2We combined laboratory and field experiments to test whether the coexistence of two congeneric ground-hopper species with overlapping ranges might be influenced by sexual interactions.
3In the laboratory experiment the number of conspecific copulations of Tetrix ceperoi decreased substantially in the presence of Tetrix subulata. Males of T. ceperoi performed more mating attempts with heterospecific females, whereas females of T. subulata rejected these heterospecific approaches more often than those of conspecifics. Although no heterospecific matings occurred in the laboratory, the reproductive success of T. ceperoi was reduced substantially in field experiments. Negative effects on T. subulata were found only at high densities.

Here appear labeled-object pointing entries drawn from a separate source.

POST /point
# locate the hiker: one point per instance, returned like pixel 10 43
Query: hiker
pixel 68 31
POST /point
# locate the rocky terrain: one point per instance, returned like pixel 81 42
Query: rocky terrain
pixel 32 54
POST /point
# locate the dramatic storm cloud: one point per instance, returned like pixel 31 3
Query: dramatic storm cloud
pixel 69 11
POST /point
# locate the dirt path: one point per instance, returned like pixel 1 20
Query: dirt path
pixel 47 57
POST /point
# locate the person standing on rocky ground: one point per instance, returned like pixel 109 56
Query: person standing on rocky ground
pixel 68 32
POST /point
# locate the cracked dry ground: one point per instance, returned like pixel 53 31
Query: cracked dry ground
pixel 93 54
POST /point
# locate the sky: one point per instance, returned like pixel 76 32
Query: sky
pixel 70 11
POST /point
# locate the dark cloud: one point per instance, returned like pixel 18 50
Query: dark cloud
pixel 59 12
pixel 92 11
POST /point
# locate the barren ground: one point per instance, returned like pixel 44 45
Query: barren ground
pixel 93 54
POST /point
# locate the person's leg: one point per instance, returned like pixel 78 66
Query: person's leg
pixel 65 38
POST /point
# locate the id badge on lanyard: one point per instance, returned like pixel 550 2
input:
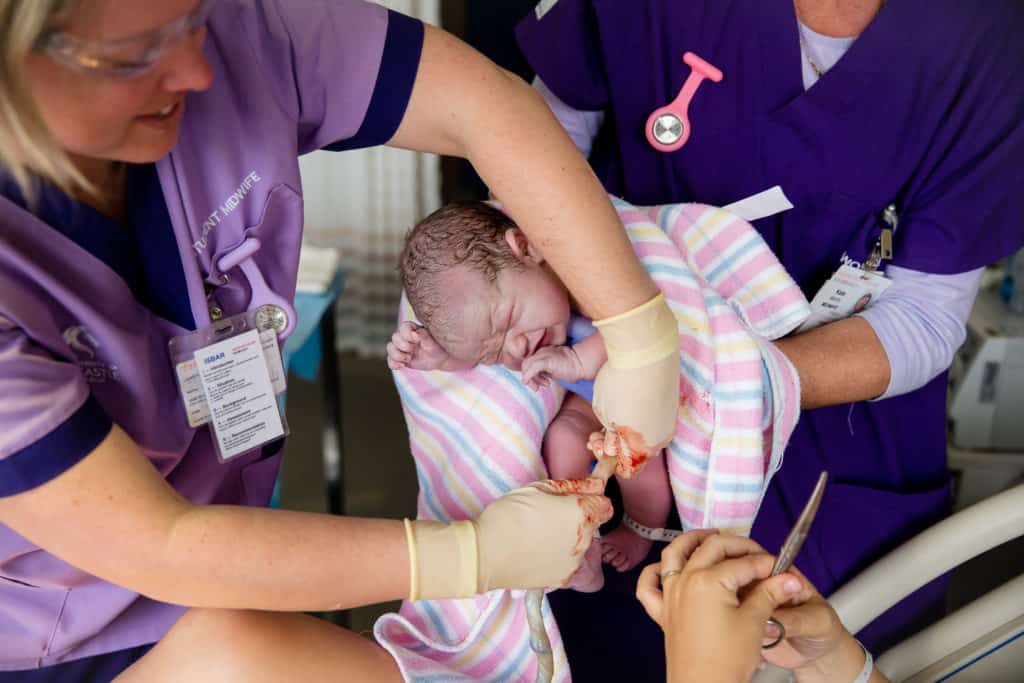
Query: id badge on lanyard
pixel 229 373
pixel 852 290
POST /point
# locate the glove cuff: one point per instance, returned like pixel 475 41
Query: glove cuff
pixel 642 336
pixel 442 559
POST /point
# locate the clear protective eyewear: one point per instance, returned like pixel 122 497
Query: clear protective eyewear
pixel 125 57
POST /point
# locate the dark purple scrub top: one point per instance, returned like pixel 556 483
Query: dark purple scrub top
pixel 925 111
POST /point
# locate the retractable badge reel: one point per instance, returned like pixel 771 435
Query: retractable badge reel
pixel 669 127
pixel 229 373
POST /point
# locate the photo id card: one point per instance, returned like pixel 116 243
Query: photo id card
pixel 241 398
pixel 192 388
pixel 849 291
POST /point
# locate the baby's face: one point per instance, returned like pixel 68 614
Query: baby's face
pixel 507 322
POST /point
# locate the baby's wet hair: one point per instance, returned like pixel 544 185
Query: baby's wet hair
pixel 467 233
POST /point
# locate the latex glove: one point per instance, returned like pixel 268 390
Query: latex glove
pixel 715 606
pixel 560 363
pixel 532 537
pixel 636 393
pixel 414 347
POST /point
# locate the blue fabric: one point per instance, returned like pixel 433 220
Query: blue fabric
pixel 99 669
pixel 302 350
pixel 945 145
pixel 394 84
pixel 579 329
pixel 144 253
pixel 161 282
pixel 56 452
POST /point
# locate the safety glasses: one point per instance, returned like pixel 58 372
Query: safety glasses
pixel 126 57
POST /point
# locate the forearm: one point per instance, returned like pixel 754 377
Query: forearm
pixel 463 104
pixel 592 354
pixel 228 556
pixel 839 363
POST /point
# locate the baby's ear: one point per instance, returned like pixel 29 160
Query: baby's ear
pixel 521 246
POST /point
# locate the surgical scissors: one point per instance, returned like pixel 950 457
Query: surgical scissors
pixel 795 542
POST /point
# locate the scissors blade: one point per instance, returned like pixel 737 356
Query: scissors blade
pixel 795 541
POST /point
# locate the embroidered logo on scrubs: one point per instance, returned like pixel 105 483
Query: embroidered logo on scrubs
pixel 543 7
pixel 846 260
pixel 85 347
pixel 230 203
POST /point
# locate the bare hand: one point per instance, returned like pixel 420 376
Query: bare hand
pixel 626 445
pixel 559 363
pixel 412 346
pixel 715 608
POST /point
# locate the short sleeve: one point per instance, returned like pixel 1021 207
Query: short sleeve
pixel 561 42
pixel 48 419
pixel 344 69
pixel 965 209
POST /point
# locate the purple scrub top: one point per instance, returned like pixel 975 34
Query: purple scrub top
pixel 925 111
pixel 79 349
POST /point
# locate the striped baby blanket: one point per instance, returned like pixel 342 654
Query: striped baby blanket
pixel 477 434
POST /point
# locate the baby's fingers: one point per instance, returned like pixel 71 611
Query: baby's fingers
pixel 649 591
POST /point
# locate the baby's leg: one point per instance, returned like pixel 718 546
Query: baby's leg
pixel 647 499
pixel 567 458
pixel 564 446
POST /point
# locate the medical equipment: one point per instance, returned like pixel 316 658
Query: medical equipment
pixel 987 379
pixel 983 641
pixel 668 127
pixel 795 542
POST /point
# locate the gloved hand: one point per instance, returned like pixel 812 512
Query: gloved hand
pixel 532 537
pixel 636 393
pixel 413 346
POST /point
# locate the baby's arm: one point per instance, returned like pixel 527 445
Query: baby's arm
pixel 565 364
pixel 414 347
pixel 592 355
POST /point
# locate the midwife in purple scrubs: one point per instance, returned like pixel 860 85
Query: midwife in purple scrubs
pixel 150 184
pixel 849 105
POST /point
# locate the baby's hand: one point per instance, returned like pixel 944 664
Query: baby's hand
pixel 559 363
pixel 412 346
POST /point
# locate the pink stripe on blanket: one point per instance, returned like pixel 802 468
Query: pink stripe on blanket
pixel 455 508
pixel 727 510
pixel 687 476
pixel 664 250
pixel 501 457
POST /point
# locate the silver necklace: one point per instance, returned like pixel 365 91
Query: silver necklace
pixel 807 51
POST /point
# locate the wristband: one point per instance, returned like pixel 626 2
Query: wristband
pixel 865 673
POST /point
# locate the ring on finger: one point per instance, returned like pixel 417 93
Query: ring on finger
pixel 781 634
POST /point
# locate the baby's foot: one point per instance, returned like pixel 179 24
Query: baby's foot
pixel 589 578
pixel 624 549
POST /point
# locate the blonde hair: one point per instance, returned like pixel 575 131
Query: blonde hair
pixel 28 148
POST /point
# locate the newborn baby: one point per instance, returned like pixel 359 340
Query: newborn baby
pixel 484 295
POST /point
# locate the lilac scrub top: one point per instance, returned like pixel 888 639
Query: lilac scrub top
pixel 924 111
pixel 87 307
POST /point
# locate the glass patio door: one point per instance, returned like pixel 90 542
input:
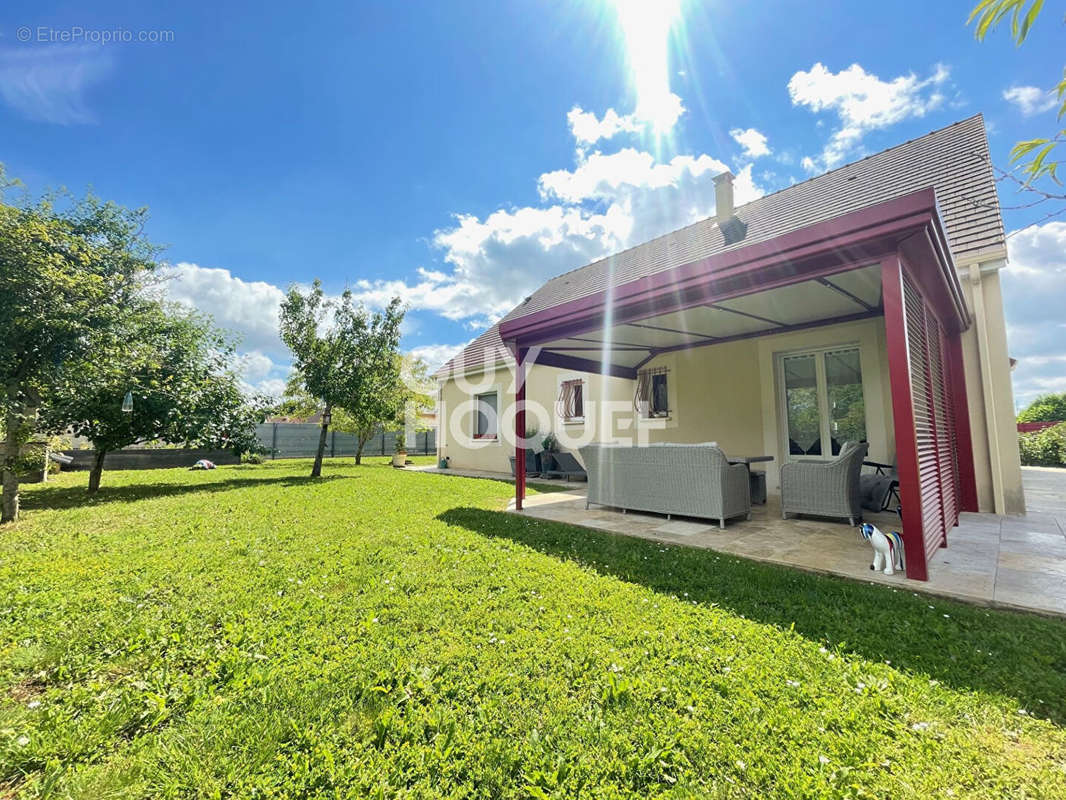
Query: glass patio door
pixel 822 401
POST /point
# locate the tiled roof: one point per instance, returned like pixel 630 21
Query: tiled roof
pixel 953 160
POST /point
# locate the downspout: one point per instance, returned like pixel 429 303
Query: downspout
pixel 981 330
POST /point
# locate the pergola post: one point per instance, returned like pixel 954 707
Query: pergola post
pixel 960 409
pixel 519 427
pixel 903 417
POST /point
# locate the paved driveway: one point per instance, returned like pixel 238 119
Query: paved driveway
pixel 1008 561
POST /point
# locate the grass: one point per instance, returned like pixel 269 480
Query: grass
pixel 252 633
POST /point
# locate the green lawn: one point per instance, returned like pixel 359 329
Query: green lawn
pixel 252 633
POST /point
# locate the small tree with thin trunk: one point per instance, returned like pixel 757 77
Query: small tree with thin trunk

4Our results suggest that reproductive interference could have similar consequences as competition, such as demographic displacement of one species (‘sexual exclusion’). As reproductive interference should be selected against, it may also drive the evolution of signals (reproductive character displacement) or promote habitat, spatial or temporal segregation.
An alternative explanation for the missing coexistence of some species might be found in interspecific sexual interactions (reproductive interference). Reproductive interference is defined as any kind of interaction between species associated with their mating system, which is caused by incomplete species recognition systems and adversely affects the fitness of at least one of the species involved. Such sexual interactions have received much attention in the evolutionary literature, as they might drive speciation due to reinforcement of pre-mating barriers and reproductive character displacement (reviewed in Spencer, McArdle & Lambert 1986; Butlin 1989; Servedio & Noor 2003; Seehausen 2004). However, the ecological significance of reproductive interference is still often undervalued, except for hybridization, which has been discussed in the context of biological invasions (reviewed in Rhymer & Simberloff 1996; Mallet 2005). Reproductive interference is principally possible at any stage of mate acquisition, ranging from signal jamming during mate attraction to hybridization and can be associated with high fitness costs independently of the fertilization of eggs. It may involve wastage of energy, time and gametes and can negatively affect reproductive success or even survival of a species (Ribeiro & Spielman 1986; Kuno 1992).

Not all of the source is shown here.